1. **Data Collection**: Data is pulled directly from the Open Data Portal API.
2. **Data Cleaning**: 
   - Dates are converted to datetime objects.
   - Rows with missing location data are dropped to ensure spatial accuracy.
   - Coordinates are filtered to be within reasonable Cincinnati bounds (Lat 39.0-39.3) to verify data quality.
3. **Analysis**: We perform temporal aggregation and spatial mapping using Geopandas (ArcGIS equivalent in Python).

In [None]:
# requirements.txt: pandas, matplotlib, seaborn, geopandas, shapely

import pandas as pd
import geopandas as gpd
import matplotlib.pyplot as plt
from shapely.geometry import Point

# --- 1. Data Collection (Direct Download) ---
# Load directly from the URL to show you know how to handle remote data
url = "https://data.cincinnati-oh.gov/api/views/rvmt-pkmq/rows.csv?accessType=DOWNLOAD"
print("Downloading data...")
df = pd.read_csv(url)

# --- 2. Data Cleaning (Crucial Step) ---
# The job specifically asks for "Cleaning data sets". Document this step well.

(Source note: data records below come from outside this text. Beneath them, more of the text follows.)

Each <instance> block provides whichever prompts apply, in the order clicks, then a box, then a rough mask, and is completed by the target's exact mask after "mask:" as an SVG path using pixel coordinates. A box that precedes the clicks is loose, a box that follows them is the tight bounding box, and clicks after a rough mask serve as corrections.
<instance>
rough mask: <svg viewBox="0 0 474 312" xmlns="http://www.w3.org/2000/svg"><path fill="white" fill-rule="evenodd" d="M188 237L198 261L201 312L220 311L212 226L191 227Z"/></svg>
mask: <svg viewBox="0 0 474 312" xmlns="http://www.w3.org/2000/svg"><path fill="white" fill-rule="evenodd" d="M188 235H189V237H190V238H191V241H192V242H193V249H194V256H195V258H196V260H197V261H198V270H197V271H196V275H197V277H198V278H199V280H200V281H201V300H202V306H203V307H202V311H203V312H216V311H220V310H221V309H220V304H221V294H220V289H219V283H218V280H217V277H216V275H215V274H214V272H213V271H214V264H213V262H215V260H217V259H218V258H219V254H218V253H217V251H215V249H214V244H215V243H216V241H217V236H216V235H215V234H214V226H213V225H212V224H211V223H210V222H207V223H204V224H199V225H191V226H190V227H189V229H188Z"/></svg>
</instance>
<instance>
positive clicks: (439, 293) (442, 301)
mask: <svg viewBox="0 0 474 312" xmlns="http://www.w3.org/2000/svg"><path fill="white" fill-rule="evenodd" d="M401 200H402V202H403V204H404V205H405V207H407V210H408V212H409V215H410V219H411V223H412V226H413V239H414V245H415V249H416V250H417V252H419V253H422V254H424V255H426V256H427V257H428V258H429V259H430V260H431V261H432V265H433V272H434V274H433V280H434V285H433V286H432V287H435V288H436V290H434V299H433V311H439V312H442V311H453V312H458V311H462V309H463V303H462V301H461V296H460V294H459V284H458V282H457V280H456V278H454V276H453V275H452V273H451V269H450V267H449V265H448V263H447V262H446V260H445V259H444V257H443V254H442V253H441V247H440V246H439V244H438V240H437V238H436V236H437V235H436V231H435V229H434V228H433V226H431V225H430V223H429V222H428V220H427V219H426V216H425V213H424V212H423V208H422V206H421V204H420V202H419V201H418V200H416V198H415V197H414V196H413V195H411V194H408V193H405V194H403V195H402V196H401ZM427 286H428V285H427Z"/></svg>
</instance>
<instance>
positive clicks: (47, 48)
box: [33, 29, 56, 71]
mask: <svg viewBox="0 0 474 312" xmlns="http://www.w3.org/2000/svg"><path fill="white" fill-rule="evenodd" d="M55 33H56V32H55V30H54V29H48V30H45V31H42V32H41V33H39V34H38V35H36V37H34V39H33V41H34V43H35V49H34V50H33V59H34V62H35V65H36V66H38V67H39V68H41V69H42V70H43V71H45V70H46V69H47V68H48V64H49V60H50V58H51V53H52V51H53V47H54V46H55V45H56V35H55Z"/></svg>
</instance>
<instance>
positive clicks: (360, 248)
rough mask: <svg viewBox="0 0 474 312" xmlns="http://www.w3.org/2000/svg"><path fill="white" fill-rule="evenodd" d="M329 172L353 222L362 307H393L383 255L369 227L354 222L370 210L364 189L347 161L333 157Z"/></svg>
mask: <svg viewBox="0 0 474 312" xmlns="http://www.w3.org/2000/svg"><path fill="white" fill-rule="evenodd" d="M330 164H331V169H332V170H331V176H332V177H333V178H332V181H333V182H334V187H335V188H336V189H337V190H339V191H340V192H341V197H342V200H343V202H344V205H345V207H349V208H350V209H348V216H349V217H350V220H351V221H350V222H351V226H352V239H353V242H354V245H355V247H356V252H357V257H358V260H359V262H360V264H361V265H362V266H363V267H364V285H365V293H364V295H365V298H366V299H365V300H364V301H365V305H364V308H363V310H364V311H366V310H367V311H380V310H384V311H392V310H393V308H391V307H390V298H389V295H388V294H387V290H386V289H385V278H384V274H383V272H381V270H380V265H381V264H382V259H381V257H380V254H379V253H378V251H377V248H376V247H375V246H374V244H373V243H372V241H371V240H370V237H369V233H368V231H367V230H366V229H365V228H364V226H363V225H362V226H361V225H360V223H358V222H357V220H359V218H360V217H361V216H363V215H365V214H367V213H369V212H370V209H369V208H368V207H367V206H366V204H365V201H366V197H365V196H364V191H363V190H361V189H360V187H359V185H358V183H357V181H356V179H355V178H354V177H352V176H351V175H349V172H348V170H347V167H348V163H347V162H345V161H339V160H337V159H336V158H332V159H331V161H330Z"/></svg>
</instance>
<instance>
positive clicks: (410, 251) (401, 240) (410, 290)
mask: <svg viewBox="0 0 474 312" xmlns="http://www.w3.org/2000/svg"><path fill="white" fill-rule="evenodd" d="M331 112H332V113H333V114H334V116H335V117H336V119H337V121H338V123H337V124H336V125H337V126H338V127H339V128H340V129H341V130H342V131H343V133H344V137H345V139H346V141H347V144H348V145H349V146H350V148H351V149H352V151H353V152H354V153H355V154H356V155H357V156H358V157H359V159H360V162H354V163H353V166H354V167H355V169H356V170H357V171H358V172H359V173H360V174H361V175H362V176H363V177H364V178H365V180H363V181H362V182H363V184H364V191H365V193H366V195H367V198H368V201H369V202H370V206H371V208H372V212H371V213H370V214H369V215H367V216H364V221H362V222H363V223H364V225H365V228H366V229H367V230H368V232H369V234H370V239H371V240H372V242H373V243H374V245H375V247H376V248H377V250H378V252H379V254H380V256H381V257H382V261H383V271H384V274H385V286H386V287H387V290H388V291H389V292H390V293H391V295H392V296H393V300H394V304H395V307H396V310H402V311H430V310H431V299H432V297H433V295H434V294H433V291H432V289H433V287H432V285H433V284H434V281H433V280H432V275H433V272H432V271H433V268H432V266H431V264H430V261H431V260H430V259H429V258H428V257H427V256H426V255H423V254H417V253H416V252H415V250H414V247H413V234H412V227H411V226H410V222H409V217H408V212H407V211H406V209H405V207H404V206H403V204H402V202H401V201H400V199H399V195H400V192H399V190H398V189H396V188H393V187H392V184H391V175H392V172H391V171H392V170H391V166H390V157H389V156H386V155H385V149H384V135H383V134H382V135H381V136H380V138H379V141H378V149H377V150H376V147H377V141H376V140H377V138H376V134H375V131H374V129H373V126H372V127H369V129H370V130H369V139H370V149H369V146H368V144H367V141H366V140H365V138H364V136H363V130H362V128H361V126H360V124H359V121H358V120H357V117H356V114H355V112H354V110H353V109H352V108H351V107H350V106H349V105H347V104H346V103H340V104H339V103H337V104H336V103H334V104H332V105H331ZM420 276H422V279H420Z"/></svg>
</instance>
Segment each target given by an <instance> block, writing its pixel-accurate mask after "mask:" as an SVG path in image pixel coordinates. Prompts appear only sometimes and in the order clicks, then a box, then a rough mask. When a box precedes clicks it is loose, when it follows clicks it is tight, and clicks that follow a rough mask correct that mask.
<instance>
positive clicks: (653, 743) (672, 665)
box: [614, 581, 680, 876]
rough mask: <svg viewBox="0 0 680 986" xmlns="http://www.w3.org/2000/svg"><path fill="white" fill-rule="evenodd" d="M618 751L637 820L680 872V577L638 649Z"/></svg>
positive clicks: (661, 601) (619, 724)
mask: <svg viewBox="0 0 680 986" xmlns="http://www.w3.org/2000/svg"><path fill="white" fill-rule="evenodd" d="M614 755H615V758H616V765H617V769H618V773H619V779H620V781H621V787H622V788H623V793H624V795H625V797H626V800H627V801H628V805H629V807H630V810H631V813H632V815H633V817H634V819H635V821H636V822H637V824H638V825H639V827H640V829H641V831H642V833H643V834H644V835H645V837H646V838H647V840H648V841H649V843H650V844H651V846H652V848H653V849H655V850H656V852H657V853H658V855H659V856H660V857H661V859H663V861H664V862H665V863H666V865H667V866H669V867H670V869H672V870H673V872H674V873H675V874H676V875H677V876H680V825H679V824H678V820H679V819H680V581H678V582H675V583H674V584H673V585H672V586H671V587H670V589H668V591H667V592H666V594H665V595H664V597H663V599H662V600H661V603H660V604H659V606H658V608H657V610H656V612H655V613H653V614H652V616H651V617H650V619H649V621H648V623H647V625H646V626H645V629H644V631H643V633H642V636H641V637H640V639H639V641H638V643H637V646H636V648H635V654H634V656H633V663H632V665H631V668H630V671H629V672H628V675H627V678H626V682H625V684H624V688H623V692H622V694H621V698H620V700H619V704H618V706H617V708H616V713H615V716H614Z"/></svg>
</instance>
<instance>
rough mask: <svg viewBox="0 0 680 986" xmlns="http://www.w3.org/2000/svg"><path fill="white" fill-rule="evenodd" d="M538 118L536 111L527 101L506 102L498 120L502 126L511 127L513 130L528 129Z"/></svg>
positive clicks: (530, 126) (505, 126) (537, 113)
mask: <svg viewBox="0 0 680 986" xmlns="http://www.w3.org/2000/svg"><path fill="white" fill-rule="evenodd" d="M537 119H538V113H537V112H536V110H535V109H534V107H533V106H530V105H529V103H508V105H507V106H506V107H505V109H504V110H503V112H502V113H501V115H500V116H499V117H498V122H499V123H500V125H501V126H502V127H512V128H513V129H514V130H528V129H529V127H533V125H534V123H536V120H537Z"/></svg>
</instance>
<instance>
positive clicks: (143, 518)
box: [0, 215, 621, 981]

# Convert date column to datetime objects
df['DATECRASHREPORTED'] = pd.to_datetime(df['DATECRASHREPORTED'])

# Filter for recent data (e.g., last 2 years) to make the file manageable
df_recent = df[df['DATECRASHREPORTED'].dt.year >= 2024].copy()

# Drop rows with missing location data (Common issue in crash data)
df_clean = df_recent.dropna(subset=['LATITUDE_X', 'LONGITUDE_X'])

# Filter out bad coordinates (e.g., 0,0 or points outside Cincinnati bounds)
# This shows "Verification of quality" mentioned in the job post
df_clean = df_clean[
    (df_clean['LATITUDE_X'] > 39.0) & (df_clean['LATITUDE_X'] < 39.3)
]

print(f"Original Records: {len(df)}")
print(f"Cleaned Records: {len(df_clean)}")

# --- 3. Analysis: Temporal Trends ---
# Simple aggregation to show stats skills
crashes_by_hour = df_clean['DATECRASHREPORTED'].dt.hour.value_counts().sort_index()

plt.figure(figsize=(10, 5))
crashes_by_hour.plot(kind='bar', color='#1f77b4')
plt.title("2024-2025 Cincinnati Crashes by Hour of Day")
plt.xlabel("Hour (24h)")
plt.ylabel("Number of Crashes")
plt.grid(axis='y', alpha=0.3)
plt.show()

# --- 4. Spatial Data (The "ArcGIS" Equivalent) ---
# Converting a DataFrame to a GeoDataFrame
geometry = [Point(xy) for xy in zip(df_clean['LONGITUDE_X'], df_clean['LATITUDE_X'])]
gdf = gpd.GeoDataFrame(df_clean, geometry=geometry, crs="EPSG:4326")

# Simple map plot
fig, ax = plt.subplots(figsize=(10, 10))
gdf.plot(ax=ax, markersize=1, color='red', alpha=0.5, label='Crash Locations')
plt.title("Spatial Distribution of Crashes in Cincinnati")
plt.legend()
plt.show()

# --- 5. Export for "Future Updates" ---
# Job asks to "Catalogue and document... for future updates"
gdf.to_file("cincinnati_crashes_cleaned.geojson", driver='GeoJSON')
print("Processed spatial data saved for ArcGIS usage.")